NACOGDOCHES, TX (KTRE) - Insurance settlements on flooded out cars are beginning to roll in. Now auto shoppers are out in numbers.
In Deep East Texas impact is dealerships, automobile auction houses and private buyers are competing for inventory. They're all using a "buyer beware" approach when making purchases of previously owned vehicles.
Images of storage lots filled with totaled, flooded out cars should create empathy first. It did in Nacogdoches for General Motors sales manager Chad Watson. Then he couldn't help but turn thoughts to the industry's direct impact.
"Man, start thinking what's going to happen to our market, the car market,"
What happened was a scramble for inventory.
"We had a Hyundai dealership down there actually offer to buy all of our inventory," Watson said.
Previously owned vehicle inventory is also a hot commodity.
Dealerships are driving to Dallas and beyond for good availability of used cars. They're looking for the same thing as consumers are. They don't want any flood-damaged cars.
"Oh yes," said Richard Denum, an auto auction sales manager. "They look at them pretty closely. "
Damaged, uninsured vehicles won't end up on consumer lists, like carfacts.com. Consumers should know the red flags when purchasing a used vehicle following a flood.
"Silt, sand, stuff like that under the carpet," Denum said. "In the trunk same thing. Water lines. Smell. You can tell a flood damaged car."

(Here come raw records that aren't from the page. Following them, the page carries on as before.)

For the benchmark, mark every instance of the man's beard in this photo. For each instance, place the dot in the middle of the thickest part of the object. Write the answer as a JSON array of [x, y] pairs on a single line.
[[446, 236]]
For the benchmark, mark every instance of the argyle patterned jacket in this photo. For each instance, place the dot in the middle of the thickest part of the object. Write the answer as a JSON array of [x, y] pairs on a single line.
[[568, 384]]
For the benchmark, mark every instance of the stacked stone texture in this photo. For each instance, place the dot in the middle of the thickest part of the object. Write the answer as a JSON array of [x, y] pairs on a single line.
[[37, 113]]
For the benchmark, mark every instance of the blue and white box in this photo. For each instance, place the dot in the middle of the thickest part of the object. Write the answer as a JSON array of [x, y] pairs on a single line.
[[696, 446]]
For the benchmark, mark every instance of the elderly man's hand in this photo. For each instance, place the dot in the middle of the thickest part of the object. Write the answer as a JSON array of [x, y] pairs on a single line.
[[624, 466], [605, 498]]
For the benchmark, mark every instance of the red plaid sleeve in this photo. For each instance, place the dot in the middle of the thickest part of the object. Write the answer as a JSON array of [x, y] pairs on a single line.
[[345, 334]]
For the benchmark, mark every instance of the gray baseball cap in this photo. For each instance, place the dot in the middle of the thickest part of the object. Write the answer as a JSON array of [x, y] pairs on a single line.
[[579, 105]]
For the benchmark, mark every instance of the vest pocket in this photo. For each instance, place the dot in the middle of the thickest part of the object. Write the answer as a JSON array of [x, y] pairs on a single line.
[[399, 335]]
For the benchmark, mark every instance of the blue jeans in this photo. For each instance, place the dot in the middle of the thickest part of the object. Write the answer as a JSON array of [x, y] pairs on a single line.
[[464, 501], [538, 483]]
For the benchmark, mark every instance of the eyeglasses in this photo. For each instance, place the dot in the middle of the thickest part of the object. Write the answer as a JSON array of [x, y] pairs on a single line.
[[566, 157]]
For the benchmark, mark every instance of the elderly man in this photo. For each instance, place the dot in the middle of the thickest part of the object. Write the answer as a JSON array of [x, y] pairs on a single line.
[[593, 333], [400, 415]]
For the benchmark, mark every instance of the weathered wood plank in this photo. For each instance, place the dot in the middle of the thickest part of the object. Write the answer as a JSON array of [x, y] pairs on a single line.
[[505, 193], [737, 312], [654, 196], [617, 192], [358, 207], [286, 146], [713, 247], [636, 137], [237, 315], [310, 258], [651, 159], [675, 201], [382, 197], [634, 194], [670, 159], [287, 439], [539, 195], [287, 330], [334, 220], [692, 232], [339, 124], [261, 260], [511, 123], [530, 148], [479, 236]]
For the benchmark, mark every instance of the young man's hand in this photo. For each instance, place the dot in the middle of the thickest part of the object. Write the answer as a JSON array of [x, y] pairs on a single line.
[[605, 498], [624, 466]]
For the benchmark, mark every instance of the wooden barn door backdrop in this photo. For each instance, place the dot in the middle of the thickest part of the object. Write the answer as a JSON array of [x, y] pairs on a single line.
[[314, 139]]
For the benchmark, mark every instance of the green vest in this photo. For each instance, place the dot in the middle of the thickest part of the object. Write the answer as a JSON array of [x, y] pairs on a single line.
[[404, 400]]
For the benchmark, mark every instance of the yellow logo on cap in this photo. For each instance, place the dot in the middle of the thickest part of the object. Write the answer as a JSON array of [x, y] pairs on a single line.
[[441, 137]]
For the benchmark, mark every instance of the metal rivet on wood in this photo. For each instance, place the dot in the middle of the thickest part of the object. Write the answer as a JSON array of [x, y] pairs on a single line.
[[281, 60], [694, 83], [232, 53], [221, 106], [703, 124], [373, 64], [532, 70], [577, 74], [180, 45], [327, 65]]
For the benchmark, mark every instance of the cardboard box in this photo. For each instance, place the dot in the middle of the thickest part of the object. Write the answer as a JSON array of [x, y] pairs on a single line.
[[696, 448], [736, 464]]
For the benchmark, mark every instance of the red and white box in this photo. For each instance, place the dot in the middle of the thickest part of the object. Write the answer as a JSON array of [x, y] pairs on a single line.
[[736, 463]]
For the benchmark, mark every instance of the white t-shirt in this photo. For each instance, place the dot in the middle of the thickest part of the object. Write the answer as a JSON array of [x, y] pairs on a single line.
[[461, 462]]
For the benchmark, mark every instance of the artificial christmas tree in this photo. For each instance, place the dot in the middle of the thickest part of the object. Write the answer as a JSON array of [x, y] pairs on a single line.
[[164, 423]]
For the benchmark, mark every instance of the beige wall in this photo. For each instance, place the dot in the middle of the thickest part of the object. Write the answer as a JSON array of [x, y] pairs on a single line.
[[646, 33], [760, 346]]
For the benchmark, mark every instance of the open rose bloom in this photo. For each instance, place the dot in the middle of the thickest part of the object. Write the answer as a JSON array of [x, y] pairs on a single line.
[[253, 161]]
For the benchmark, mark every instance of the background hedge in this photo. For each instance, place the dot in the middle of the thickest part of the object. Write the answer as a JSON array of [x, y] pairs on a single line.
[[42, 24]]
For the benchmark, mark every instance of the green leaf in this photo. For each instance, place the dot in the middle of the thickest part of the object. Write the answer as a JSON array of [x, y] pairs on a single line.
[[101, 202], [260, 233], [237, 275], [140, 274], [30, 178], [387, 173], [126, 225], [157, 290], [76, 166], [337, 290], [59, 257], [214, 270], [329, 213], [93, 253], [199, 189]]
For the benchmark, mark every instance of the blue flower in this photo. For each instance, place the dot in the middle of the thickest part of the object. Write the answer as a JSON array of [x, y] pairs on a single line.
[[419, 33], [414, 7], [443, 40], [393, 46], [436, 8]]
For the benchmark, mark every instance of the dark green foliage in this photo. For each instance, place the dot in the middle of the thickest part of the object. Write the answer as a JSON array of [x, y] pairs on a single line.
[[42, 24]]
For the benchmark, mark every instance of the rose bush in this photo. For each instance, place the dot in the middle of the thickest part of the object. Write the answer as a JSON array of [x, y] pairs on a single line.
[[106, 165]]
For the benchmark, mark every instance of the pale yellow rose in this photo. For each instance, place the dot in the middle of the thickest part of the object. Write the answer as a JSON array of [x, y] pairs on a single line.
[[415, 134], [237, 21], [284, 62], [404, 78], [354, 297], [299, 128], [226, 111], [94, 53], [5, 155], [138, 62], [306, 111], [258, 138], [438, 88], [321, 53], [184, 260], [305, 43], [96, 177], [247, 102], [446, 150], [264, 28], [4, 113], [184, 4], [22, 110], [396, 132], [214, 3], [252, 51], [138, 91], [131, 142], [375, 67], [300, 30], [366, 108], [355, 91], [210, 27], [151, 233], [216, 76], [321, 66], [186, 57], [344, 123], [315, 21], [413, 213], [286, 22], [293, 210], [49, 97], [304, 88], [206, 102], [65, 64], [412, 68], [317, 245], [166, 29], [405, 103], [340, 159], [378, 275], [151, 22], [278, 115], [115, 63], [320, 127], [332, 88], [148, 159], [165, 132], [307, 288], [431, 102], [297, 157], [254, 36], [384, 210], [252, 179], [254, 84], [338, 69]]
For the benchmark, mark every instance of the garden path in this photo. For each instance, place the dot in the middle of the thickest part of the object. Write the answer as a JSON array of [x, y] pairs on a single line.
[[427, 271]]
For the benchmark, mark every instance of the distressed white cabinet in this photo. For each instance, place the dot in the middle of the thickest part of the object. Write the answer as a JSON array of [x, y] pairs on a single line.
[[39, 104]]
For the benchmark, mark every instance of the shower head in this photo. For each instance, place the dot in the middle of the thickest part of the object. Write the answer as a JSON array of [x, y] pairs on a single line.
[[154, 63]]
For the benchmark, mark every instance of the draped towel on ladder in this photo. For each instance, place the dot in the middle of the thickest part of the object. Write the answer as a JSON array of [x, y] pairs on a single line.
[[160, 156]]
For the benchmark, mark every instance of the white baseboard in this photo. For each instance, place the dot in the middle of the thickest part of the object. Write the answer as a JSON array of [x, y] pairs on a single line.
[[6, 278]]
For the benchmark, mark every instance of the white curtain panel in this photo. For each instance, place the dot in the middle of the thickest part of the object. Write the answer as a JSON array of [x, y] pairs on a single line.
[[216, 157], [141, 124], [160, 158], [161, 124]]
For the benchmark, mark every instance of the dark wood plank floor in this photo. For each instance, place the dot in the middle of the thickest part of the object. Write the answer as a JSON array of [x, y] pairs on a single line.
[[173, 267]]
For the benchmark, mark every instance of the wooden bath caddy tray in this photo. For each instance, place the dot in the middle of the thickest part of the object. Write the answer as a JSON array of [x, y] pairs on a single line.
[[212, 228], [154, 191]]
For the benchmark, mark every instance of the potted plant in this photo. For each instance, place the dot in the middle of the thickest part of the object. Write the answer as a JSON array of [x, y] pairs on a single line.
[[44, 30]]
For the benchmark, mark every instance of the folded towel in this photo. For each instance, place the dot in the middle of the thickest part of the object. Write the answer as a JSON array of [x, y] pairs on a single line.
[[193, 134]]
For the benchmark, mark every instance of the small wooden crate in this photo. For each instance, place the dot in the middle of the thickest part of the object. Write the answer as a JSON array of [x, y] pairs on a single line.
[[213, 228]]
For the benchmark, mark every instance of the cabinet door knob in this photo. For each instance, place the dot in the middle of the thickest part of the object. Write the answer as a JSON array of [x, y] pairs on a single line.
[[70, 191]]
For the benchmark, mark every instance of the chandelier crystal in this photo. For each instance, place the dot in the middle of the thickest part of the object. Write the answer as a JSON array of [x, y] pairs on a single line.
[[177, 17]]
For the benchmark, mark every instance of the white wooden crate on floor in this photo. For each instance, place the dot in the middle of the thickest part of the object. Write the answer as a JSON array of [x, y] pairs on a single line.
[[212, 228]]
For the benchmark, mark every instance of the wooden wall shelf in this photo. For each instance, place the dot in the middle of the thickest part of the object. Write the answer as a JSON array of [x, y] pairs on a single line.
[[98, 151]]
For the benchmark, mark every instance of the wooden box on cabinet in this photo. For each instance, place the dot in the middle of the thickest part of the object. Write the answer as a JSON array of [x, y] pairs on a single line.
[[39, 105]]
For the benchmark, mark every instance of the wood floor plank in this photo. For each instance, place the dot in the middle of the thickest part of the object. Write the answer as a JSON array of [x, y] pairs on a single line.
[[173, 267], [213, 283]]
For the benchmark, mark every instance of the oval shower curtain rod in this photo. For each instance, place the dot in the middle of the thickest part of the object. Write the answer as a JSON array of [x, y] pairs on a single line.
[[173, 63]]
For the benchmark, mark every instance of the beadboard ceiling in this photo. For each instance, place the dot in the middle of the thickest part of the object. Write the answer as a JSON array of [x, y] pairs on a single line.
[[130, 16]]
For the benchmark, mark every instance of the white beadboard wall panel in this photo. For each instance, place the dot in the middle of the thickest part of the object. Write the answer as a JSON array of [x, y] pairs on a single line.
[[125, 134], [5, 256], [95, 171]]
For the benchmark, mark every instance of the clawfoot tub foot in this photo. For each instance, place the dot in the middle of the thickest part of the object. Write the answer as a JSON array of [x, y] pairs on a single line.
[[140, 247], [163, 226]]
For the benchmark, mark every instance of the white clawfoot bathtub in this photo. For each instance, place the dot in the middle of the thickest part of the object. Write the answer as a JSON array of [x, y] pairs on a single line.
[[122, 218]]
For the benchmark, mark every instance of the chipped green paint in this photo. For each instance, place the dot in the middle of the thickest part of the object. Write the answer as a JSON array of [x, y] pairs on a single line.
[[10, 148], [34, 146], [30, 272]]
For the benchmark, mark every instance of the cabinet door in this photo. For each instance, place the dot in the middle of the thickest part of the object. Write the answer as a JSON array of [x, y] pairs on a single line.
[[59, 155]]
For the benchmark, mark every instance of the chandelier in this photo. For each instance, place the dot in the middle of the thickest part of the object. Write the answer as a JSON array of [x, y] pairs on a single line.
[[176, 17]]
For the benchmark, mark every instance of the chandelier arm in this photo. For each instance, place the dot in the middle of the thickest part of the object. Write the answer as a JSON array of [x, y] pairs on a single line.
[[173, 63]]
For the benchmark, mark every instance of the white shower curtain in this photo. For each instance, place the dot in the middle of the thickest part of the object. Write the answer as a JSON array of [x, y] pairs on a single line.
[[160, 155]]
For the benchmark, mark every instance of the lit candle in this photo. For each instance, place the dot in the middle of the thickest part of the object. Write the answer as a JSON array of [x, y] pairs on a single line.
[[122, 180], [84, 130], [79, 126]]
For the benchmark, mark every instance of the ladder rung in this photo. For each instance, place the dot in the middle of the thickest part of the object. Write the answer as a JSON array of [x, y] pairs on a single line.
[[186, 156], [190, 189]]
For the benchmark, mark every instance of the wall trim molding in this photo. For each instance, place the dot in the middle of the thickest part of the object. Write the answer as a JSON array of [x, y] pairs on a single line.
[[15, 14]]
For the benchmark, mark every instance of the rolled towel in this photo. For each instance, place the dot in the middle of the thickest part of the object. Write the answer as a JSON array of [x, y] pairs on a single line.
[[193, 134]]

"You can always look down the seat tracks and see," Watson said. "Seems like there is always some dirt and some stuff that's settled in there when it's been flooded. We pull the seatbelts out all the way because they'll be rolled up you can there is a water line. Obviously, the dash is a big tell-tale sign."
The surge in new and used cars sales is predicted to be short-lived, but the damaged cars can hang around for years.
A boost in U.S. car sales is expected to last at least through November.